Finally, a Paper Bitcoin Wallet

[casascius]

I have come up with a simple way to keep your BTC safe from all kinds of threats.  It's impossible to delete, or to get hacked, and requires no skills or training to set up.  Meet my

Paper Bitcoin Wallet

For sale at http://casascius.com

Sample Here: http://166.70.147.8/btc/PaperWalletSample.pdf

Instructions:

1. Buy my Paper Bitcoin Wallet via PayPal, including your mailing address in the order.  It's $5, my PayPal is mcaldwell at mc2cs.com.  (Each sheet is unique, of course).
2. When you receive it, have your Bitcoins sent to any of the addresses printed on the page.
3. When ready to spend your Bitcoins, redeem exactly the same way you would a BitBill.

Q. How many addresses do I get?

A. The sheet for $5 has 9 Bitcoin addresses and their corresponding keys.  For $10, you can get four sheets (36 addresses).  Worldwide letter-mail postage is included.

Q. How does it work?

A. Generating addresses requires no contact with the network.  An address is a public and private key.  In this case, I am merely providing you both keys on a piece of paper.

Q. Do you keep a copy of my keys?

A. No.  I am not keeping a copy of anything - neither the public nor private keys.  Once I mail it, it's gone.

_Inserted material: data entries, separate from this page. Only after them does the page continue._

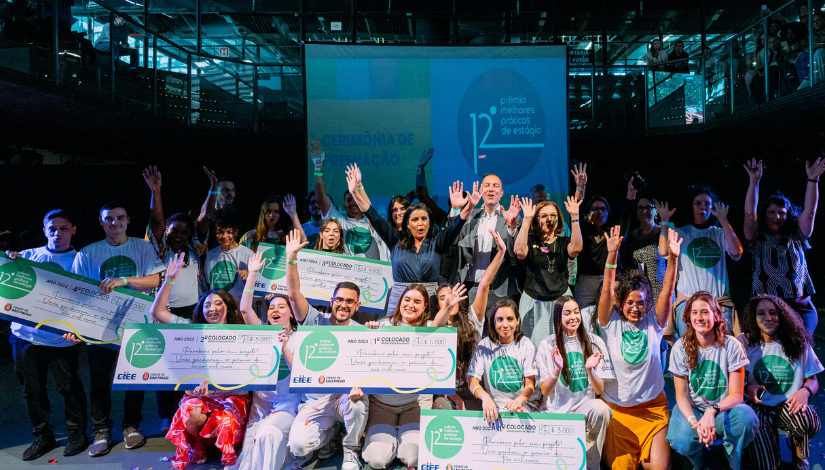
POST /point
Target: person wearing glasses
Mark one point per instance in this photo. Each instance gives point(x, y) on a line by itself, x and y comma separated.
point(317, 420)
point(708, 238)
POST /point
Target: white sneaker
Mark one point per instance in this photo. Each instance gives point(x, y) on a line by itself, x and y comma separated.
point(351, 460)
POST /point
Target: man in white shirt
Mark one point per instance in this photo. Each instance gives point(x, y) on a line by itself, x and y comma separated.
point(117, 261)
point(36, 351)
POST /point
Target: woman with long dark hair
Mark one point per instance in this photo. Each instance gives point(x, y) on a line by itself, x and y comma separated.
point(204, 417)
point(778, 234)
point(708, 367)
point(781, 379)
point(573, 365)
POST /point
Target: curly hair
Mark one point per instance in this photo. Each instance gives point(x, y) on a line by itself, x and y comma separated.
point(581, 332)
point(791, 332)
point(467, 338)
point(627, 283)
point(395, 319)
point(233, 313)
point(491, 326)
point(778, 199)
point(720, 326)
point(339, 247)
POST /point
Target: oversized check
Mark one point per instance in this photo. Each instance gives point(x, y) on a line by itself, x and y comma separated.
point(180, 357)
point(463, 440)
point(320, 272)
point(45, 296)
point(390, 359)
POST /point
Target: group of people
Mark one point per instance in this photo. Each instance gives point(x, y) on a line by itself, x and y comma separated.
point(553, 314)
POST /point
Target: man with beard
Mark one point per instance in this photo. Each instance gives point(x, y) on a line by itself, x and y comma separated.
point(316, 423)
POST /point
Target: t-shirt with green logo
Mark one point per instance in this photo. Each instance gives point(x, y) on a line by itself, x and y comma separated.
point(503, 368)
point(221, 269)
point(710, 378)
point(702, 264)
point(771, 368)
point(359, 239)
point(135, 258)
point(634, 352)
point(566, 398)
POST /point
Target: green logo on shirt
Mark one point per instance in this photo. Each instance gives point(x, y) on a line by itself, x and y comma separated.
point(318, 351)
point(358, 240)
point(704, 252)
point(223, 275)
point(16, 280)
point(145, 348)
point(274, 263)
point(506, 375)
point(578, 375)
point(444, 437)
point(118, 266)
point(707, 381)
point(774, 373)
point(634, 346)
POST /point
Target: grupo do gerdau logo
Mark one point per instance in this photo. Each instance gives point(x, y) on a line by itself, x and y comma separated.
point(501, 125)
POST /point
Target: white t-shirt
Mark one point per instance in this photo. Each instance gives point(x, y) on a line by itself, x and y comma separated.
point(135, 258)
point(316, 318)
point(221, 267)
point(359, 239)
point(186, 291)
point(634, 351)
point(703, 262)
point(709, 379)
point(567, 397)
point(57, 260)
point(504, 367)
point(771, 368)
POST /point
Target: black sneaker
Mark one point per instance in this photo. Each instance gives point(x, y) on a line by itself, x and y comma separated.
point(40, 447)
point(76, 443)
point(133, 438)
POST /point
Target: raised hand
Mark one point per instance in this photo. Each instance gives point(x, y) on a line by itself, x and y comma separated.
point(665, 213)
point(614, 239)
point(674, 243)
point(152, 177)
point(294, 243)
point(426, 156)
point(289, 205)
point(720, 210)
point(815, 171)
point(457, 197)
point(454, 295)
point(317, 156)
point(593, 360)
point(755, 168)
point(256, 263)
point(572, 206)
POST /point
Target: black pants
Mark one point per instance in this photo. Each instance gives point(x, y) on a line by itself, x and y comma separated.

Q. Don't I have to trust you?

A. Yes, because anyone who knows the private key can spend the coins sent to the matching bitcoin address. However, anytime you send bitcoins to a website, you're trusting the owner of that website.  You are also trusting them not to get hacked.  I have a good reputation on the forums and on OTC, and my paper wallet is unhackable.  And I am willing to hand-sign and include an actual physical fingerprint on each page I send out, as well as on the envelope.  (That protects me too, in case someone else were to make paper wallets just like me).  I am providing this service because I believe many people would rather trust me than trust that the Bitcoins on their computer won't get lost, hacked, stolen, corrupted, or otherwise destroyed.  I promise I am not out to scam you.  I am not keeping a copy of your keys.

Q. How can you be so sure they are hackproof?

A. I have followed a very specific safe procedure to produce these.  I have generated these addresses into a brand new wallet using Bitcoin on a computer booted from a Linux Live CD with no internet connection, saved the export to a flash drive using Sipa's import/export patch, formatted them into a report with Microsoft Access, and printed them on a directly-connected printer following a fresh install of Windows and Access.  After production, I used Linux to overwrite the entire Windows hard drive, and then destroyed the USB flash drive with a hammer.  At no point did any of this equipment ever connect to the Internet, and I keep the remaining sheets locked in a safe.  Each address is sequentially numbered so I can be sure there are no duplicate pages, etc.  Only one person can possibly screw it up - ME - and I promise I'm doing this right.

Q. Couldn't I just do this myself?

A. Of course.  The easiest way is to install Sipa's patched version, generate a fresh wallet, use the "walletdump" RPC command to spit all the keys to a text file, and then print it.  Do this with the network unplugged, and delete it when you're done, to keep the possibility of a hacker getting at it as close to zero as possible.  By buying my sheet, I am saving you the hassle.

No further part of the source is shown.